Boris Johnson has weighed in on the ongoing saga around the EU referendum after the mayor of London said ministers should be able to campaign to leave the 28-member bloc without being sacked.
The Tory heavyweight said David Cameron should adopt the same approach Harold Wilson did in the run-up to the 1975 referendum on the European Economic Community (EEC) and let his all-Conservative Cabinet members keep their jobs and have a say.
Johnson, the newly elected MP for Uxbridge and South Ruislip, told LBC Radio that it would be "safer and more harmonious" for the prime minister to give them the freedom to campaign for a Brexit. He queried: "Do you really need to bring everyone in?"
The 50-year-old also said there would no alternative but for Cameron to campaign to leave the EU unless Brussels made key welfare concessions.
"Unless we can get treaty change to prevent migrant workers from being able to access benefits before they have been here for four years, there will be no alternative but to recommend a no," Johnson argued.
The comments come after Cameron performed what seemed to be a dramatic climbdown on his "back or sack" ultimatum to his Eurosceptic ministers.

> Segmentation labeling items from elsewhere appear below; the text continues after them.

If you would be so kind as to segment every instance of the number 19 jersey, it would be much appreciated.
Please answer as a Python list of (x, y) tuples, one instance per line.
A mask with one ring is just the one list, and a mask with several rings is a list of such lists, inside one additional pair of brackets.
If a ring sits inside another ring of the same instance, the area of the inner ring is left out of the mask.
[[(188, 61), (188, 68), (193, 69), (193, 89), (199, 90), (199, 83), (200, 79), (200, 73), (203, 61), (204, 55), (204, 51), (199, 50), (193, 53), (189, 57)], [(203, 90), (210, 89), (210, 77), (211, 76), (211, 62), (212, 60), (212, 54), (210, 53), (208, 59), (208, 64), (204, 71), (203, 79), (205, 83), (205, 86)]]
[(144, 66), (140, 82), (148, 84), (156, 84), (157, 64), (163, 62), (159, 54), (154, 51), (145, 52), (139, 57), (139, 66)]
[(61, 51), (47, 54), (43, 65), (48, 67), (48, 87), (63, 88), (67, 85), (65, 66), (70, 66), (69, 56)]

The prime minister had said: "If you want to be part of the government you have to take the view that we are engaged in an exercise of renegotiation to have a referendum and that will lead to a successful outcome.
"Everyone in government has signed up to the programme set out in the Conservative manifesto."
But just a day later Number 10 claimed that the Tory leader's remarks were "over-interpreted" and that Cameron was referring to ministers' duty to maintain collective responsibility during the negotiations between Westminster and Brussels.
The prime minister, speaking at the G7 summit in Germany, later made his own statement on the issue and said that he had been "misinterpreted".